Census: Area Government Workers Average More in Pay
September 06, 2011 | By Liz Carey | Anderson Independent Mail | Link to article
ANDERSON - For more than 125 years, Americans have celebrated Labor Day.
Starting in 1882, more than 10,000 workers marched down the streets of New York City in a parade organized by Peter J. McGuire, a Carpenters and Joiners Union secretary.
Eleven years later, more than half the states were observing Labor Day and by 1884, Congress passed a bill establishing it as a federal holiday. President Grover Cleveland signed the bill soon after and designated the first Monday in September as Labor Day.
Here are some other details about Labor Day, by the numbers:
- 0.9 percent: change in employment in the United States between December 2009 and December 2010.

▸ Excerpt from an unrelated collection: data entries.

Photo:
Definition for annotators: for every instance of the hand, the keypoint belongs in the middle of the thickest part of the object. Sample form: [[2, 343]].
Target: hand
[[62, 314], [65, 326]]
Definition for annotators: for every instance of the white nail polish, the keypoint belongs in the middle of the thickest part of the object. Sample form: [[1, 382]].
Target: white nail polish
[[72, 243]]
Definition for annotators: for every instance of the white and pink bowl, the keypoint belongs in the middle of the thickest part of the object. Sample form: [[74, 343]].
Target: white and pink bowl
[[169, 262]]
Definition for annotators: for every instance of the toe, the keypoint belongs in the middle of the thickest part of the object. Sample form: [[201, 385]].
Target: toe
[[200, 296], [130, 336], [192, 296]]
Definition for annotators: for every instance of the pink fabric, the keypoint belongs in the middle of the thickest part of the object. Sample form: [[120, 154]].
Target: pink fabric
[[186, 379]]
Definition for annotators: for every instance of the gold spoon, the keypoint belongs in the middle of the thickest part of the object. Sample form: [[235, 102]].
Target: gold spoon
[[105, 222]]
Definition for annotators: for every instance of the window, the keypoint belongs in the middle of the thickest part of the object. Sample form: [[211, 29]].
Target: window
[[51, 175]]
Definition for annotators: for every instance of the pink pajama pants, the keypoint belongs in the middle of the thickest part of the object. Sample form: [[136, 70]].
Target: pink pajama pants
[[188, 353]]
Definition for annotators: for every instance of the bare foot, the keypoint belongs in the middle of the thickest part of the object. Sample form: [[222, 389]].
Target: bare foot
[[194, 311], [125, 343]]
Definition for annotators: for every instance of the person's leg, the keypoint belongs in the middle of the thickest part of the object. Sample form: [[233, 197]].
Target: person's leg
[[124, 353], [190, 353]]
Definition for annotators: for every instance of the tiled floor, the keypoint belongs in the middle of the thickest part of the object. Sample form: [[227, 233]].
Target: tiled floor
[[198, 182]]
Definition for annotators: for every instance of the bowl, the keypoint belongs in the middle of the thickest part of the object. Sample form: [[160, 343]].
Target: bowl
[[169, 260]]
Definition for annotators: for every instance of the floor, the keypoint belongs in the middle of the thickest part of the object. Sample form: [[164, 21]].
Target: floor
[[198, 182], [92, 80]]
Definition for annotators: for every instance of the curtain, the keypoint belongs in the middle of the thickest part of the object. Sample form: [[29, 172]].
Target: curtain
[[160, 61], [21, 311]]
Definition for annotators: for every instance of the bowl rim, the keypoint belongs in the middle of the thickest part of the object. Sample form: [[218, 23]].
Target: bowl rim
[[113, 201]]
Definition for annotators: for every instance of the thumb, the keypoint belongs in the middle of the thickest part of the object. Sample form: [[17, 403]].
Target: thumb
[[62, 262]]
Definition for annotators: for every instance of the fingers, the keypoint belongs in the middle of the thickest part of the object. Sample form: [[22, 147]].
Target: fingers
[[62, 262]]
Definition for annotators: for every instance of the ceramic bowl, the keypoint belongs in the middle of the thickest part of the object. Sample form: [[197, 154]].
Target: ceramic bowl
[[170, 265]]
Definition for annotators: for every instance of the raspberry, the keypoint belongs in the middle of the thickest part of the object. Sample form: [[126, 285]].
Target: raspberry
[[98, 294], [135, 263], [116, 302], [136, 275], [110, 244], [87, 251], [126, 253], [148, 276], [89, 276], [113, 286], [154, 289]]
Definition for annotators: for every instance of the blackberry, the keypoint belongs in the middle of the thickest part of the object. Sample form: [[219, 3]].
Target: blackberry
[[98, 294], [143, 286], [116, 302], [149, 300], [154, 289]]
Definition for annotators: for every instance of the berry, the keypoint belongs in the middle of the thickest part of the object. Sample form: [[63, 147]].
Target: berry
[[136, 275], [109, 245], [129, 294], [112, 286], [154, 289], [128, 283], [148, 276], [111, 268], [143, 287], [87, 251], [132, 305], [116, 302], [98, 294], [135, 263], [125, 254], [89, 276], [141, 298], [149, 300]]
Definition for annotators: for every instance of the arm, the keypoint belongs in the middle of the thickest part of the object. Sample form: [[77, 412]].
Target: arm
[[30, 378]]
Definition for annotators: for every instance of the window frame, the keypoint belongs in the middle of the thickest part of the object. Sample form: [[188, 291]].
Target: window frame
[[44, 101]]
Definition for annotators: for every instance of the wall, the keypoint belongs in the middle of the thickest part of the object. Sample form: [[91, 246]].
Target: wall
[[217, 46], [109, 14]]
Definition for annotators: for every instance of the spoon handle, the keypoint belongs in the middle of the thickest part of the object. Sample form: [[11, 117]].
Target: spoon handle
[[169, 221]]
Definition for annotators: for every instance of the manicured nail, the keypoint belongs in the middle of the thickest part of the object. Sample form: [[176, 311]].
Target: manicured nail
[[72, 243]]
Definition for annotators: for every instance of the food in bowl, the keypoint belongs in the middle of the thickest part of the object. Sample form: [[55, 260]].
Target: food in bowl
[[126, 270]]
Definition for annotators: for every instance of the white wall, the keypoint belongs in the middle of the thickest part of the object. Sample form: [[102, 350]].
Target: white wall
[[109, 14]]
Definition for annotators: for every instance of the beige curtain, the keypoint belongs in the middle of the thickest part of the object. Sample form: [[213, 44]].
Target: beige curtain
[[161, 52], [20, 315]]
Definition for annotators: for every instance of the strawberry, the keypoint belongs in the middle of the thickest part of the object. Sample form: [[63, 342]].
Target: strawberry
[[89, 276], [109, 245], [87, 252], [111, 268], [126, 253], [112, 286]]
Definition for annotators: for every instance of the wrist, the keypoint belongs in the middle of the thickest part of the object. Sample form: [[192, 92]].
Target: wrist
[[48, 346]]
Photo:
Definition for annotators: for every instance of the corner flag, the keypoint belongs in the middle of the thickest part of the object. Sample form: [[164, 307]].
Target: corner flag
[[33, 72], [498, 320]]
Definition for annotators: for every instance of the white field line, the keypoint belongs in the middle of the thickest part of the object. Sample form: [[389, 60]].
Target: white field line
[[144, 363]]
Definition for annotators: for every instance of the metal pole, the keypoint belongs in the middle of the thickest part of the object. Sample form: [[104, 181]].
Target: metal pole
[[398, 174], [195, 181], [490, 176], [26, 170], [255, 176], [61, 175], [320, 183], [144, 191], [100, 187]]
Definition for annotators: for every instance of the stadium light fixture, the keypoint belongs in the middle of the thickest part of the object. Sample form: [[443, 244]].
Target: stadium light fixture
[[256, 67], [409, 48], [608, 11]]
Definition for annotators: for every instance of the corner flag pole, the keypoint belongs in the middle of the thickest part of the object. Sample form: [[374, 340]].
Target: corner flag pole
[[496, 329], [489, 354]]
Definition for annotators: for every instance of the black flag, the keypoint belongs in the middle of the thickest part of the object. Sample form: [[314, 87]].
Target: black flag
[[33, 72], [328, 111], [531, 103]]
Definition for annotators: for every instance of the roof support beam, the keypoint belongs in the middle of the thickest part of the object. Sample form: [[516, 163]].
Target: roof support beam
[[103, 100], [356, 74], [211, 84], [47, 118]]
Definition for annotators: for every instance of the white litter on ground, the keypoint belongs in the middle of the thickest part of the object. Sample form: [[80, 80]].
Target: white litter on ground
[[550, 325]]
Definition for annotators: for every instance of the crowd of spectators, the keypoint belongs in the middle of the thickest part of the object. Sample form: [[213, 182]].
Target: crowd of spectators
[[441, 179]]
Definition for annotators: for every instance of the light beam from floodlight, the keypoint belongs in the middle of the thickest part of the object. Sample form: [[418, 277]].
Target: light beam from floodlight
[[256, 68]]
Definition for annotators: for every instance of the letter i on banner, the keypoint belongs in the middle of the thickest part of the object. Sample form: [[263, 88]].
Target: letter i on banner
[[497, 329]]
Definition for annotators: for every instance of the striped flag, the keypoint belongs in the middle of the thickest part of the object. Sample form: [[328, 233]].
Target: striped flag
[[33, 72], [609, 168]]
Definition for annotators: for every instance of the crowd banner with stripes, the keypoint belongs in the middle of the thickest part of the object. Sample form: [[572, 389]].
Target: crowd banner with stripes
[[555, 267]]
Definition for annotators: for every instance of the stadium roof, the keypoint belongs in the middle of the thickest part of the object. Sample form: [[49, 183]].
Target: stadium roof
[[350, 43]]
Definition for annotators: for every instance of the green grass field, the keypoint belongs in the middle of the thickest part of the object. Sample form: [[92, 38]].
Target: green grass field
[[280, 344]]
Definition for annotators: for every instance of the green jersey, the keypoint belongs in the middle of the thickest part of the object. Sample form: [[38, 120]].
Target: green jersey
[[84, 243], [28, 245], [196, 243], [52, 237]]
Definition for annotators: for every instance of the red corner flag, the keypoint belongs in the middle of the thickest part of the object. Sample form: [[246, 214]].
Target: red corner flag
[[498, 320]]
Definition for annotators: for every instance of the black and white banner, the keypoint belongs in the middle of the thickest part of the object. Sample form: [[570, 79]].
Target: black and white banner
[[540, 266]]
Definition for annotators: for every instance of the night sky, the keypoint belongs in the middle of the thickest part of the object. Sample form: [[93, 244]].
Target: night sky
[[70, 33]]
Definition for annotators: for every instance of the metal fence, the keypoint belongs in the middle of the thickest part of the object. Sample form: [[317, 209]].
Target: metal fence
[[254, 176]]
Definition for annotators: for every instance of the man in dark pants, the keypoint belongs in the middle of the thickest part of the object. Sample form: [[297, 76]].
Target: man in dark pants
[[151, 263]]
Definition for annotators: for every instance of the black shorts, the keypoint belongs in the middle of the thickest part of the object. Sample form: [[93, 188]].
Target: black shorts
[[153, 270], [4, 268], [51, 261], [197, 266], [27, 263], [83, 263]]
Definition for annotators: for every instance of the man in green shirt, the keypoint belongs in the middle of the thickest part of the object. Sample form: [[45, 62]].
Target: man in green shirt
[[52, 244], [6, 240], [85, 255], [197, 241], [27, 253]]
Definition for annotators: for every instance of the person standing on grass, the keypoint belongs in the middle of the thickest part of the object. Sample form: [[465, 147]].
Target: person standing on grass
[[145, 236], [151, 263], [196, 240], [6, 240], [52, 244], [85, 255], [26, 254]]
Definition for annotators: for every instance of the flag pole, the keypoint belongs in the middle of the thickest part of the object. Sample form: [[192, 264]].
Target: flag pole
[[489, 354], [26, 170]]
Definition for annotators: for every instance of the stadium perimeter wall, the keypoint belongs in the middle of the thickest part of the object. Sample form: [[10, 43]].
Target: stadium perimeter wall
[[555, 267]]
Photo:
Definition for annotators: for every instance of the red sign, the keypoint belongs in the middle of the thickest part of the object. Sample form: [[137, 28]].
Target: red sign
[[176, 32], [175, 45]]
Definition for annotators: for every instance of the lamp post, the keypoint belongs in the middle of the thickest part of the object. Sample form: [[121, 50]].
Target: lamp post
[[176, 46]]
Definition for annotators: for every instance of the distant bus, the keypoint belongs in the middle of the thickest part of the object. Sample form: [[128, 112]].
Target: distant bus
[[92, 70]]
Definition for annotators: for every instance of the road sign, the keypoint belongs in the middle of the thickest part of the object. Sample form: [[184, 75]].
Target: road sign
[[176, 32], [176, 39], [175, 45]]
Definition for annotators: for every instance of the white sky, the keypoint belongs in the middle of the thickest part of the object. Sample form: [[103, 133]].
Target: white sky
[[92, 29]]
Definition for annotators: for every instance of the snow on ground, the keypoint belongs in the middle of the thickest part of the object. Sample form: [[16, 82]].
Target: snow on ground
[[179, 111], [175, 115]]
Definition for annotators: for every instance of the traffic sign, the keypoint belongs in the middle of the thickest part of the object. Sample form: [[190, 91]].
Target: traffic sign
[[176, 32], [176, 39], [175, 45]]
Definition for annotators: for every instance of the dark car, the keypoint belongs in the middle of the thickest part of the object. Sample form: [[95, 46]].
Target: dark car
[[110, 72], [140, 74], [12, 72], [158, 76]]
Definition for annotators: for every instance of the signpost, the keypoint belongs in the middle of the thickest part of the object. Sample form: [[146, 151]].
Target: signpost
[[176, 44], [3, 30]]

- 153.2 million: number of people 16 and older in the nation's workforce as of July 2011.
- 6.2 million: number of workers who remain unemployed for more than 6 months.
- 15.9 percent of blacks who are unemployed, as compared to 11.3 percent for Hispanics and 8.1 percent for white Americans.
- 84.7 percent: percentage of full-time workers 18 to 64 covered by health insurance during all or part of 2009.
- 3.039 million: number of kindergarten-12th grade teachers working in the U.S. in 2009, compared to 1.478 million janitors and building cleaners, 117,405 bakers, 101,889 computer operators, 55,733 telemarketers and 10,980 actors.
- 25.1 minutes: average commute to work.
- 76.1: percentage of American workers who drive alone to work.
- 5.9 million: number of people in the U.S. who worked from home in 2009.
- $47,127: real median earnings for male full-time workers in 2009.
- $36,278: real median earnings for female full-time workers in 2009.
- $18.37: mean hourly wage for all civilian employees in the Greenville area in 2009, compared to $24.21 per hour for government employees.